Die Bundeswehr, die nach den USA das zweitgrößte Kontingent an internationalen Truppen hatte, schloss im Juni ihren Abzug ab. Für die Evakuierungsoperation wurde ein neues Mandat über die Notroute formuliert, mit der nach Regierungsquellen etwa 5.000 Menschen aus dem Land geholt werden konnten, darunter 4.500 Afghanen.

Afghanistan war der Ausgangspunkt für das erste „Duell zu drei“ zwischen den drei Hauptkandidaten für das Kanzleramt vor den Parlamentswahlen am 26. September.

Coronavirus Pandemie

Was die Pandemie angeht, so sprachen sich die drei Kanzlerkandidaten dafür aus, neue, weitreichende Tagesbeschränkungen aufgrund der Coronavirus-Pandemie zu vermeiden, wobei Scholz sogar sagte: „Es wird keine neue Schließung geben“.

Laschet, der bereits während seines Wahlkampfs von mehreren Ausrutschern heimgesucht wurde, wurde später in den sozialen Medien Gegenstand von Witzen, nachdem er die Anzahl der Wörter in einem Satz nicht zählen konnte.

„Ich. Nein. Tue. Ich werde nicht. Punkt. Drei Worte“, sagte Laschet, bevor er sich schnell korrigierte und Scholz aufforderte, eine Koalition mit der Linkspartei auszuschließen. Scholz‘ ruhige, staatsmännische Haltung, die von ihrer Persönlichkeit her Angela Merkel näher steht, kontrastierte mit der von Laschet und Baerbock, die mehr Zeit damit verbrachten, sich selbst zu attackieren und zu verteidigen.

Aktuelle Umfragen

Die jüngsten Umfragen stellen den konservativen Block und die Sozialdemokraten Seite an Seite oder mit einem Vorteil von Scholz, während die Grünen mit mehreren Punkten Abstand auf den dritten Platz verweisen.
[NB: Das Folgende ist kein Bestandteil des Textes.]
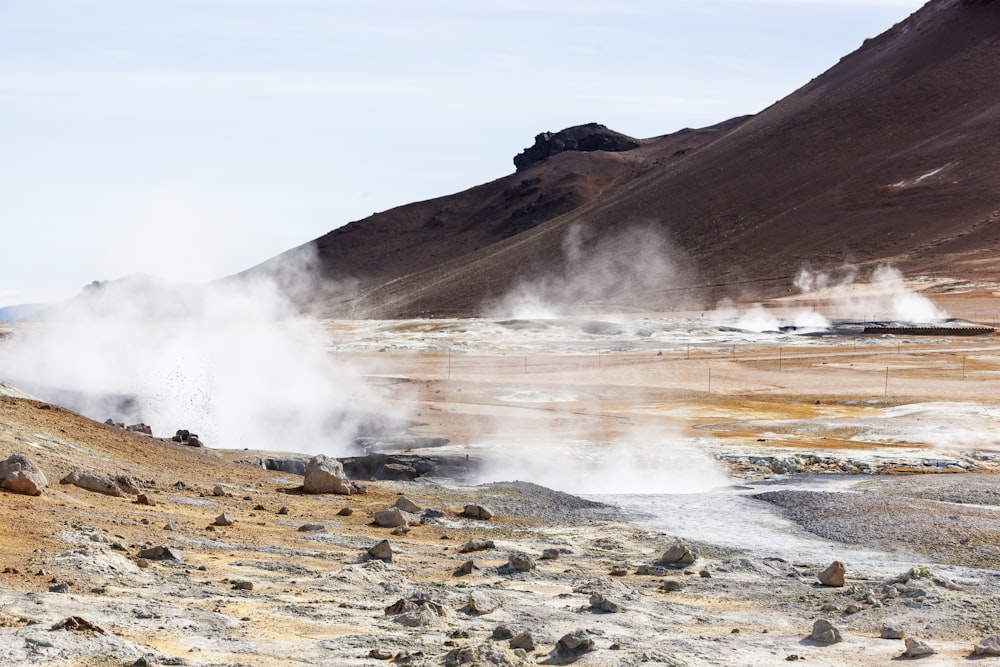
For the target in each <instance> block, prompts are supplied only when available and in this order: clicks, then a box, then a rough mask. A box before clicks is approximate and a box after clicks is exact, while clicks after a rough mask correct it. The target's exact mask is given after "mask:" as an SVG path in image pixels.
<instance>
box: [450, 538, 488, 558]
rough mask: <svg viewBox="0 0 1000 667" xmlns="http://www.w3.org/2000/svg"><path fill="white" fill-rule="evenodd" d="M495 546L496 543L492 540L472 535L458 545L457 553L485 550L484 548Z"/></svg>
mask: <svg viewBox="0 0 1000 667" xmlns="http://www.w3.org/2000/svg"><path fill="white" fill-rule="evenodd" d="M495 547H496V545H495V544H493V540H488V539H486V538H485V537H474V538H472V539H471V540H469V541H468V542H466V543H465V544H463V545H462V546H461V547H459V549H458V553H460V554H467V553H471V552H473V551H485V550H486V549H493V548H495Z"/></svg>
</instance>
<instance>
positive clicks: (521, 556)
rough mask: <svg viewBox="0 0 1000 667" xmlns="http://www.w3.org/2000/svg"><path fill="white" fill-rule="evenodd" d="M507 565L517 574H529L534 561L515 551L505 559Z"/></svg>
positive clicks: (519, 551)
mask: <svg viewBox="0 0 1000 667" xmlns="http://www.w3.org/2000/svg"><path fill="white" fill-rule="evenodd" d="M507 564H508V565H509V566H510V567H511V568H513V569H515V570H517V571H518V572H530V571H531V570H534V569H535V561H534V559H533V558H532V557H531V556H529V555H528V554H526V553H524V552H522V551H516V552H514V553H512V554H510V556H508V557H507Z"/></svg>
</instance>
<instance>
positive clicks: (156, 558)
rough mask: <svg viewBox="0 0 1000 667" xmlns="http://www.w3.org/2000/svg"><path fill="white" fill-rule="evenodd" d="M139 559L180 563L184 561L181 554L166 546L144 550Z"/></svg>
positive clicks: (174, 550) (176, 550)
mask: <svg viewBox="0 0 1000 667" xmlns="http://www.w3.org/2000/svg"><path fill="white" fill-rule="evenodd" d="M138 557H139V558H145V559H146V560H175V561H178V562H180V561H183V560H184V558H183V555H182V554H181V552H179V551H177V550H175V549H171V548H170V547H168V546H165V545H161V546H156V547H149V548H148V549H143V550H142V551H140V552H139V555H138Z"/></svg>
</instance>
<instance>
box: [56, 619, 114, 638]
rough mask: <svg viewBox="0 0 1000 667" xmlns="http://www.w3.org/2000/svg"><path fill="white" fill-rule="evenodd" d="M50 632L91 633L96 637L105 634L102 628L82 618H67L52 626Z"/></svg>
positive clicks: (96, 624)
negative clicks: (73, 632)
mask: <svg viewBox="0 0 1000 667" xmlns="http://www.w3.org/2000/svg"><path fill="white" fill-rule="evenodd" d="M51 629H52V630H72V631H73V632H93V633H95V634H98V635H104V634H107V633H106V632H105V631H104V628H102V627H101V626H99V625H97V624H96V623H93V622H91V621H88V620H87V619H85V618H83V617H82V616H67V617H66V618H64V619H63V620H61V621H58V622H57V623H56V624H55V625H53V626H52V628H51Z"/></svg>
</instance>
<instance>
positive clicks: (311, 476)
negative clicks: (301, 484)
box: [302, 454, 354, 496]
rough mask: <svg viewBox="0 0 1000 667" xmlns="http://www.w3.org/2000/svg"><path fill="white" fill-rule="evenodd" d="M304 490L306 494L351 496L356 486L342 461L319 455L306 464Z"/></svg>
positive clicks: (309, 459) (303, 490)
mask: <svg viewBox="0 0 1000 667" xmlns="http://www.w3.org/2000/svg"><path fill="white" fill-rule="evenodd" d="M302 490H303V491H304V492H305V493H338V494H341V495H346V496H349V495H351V493H353V492H354V485H353V484H351V480H349V479H348V478H347V475H346V474H345V473H344V466H343V465H342V464H341V463H340V461H338V460H337V459H335V458H331V457H329V456H326V455H324V454H317V455H316V456H314V457H312V458H311V459H309V463H307V464H306V469H305V479H304V480H303V481H302Z"/></svg>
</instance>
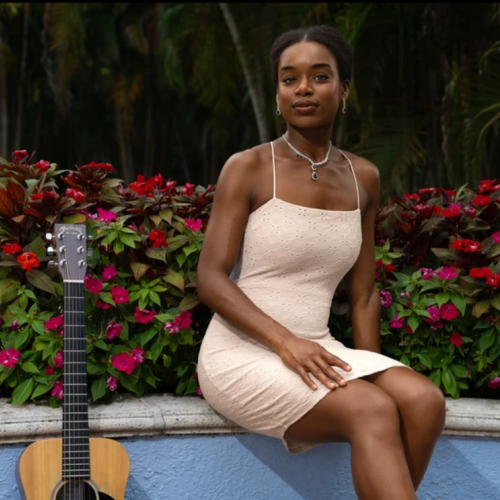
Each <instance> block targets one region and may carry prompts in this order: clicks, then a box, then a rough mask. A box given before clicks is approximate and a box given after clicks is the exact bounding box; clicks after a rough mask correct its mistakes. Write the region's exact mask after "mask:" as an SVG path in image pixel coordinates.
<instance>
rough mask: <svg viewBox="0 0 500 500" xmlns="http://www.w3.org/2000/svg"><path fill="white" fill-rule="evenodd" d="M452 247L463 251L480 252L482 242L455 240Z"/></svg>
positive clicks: (470, 251) (470, 240) (458, 249)
mask: <svg viewBox="0 0 500 500" xmlns="http://www.w3.org/2000/svg"><path fill="white" fill-rule="evenodd" d="M450 248H453V249H455V250H462V251H463V252H480V251H481V243H479V242H477V241H472V240H455V241H454V242H453V243H451V244H450Z"/></svg>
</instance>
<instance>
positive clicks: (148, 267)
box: [130, 262, 151, 281]
mask: <svg viewBox="0 0 500 500" xmlns="http://www.w3.org/2000/svg"><path fill="white" fill-rule="evenodd" d="M130 267H131V268H132V274H133V275H134V279H135V281H139V280H140V279H141V278H142V277H143V276H144V275H145V274H146V272H147V271H148V269H150V268H151V266H150V265H149V264H143V263H142V262H131V263H130Z"/></svg>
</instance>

So rangiert die Forschungsgruppe Wahlen in ihrer Umfrage auf Platz eins der Sozialdemokratischen Partei (SPD) und dem konservativen Block der Christlich Demokratischen Union (CDU) und ihrer Zwillingsformation, der Bayerischen Sozialchristlichen Union (CSU) mit 22%, gefolgt durch das Grün mit 20%.

Yougov stellt die SPD mit 24 % an erster Stelle, gefolgt von CDU/CSU mit 22 % und den Grünen mit 16 % an dritter Stelle.

In der am Donnerstag veröffentlichten Emnid-Umfrage lagen Konservative und Sozialdemokraten mit 23% gleichauf und Grüne fügten 18% hinzu, während in Forsa, die am Dienstag veröffentlicht wurde, die SPD mit 23% an der Spitze lag, gefolgt von CDU/CSU mit 22% und Grünen mit 18 %.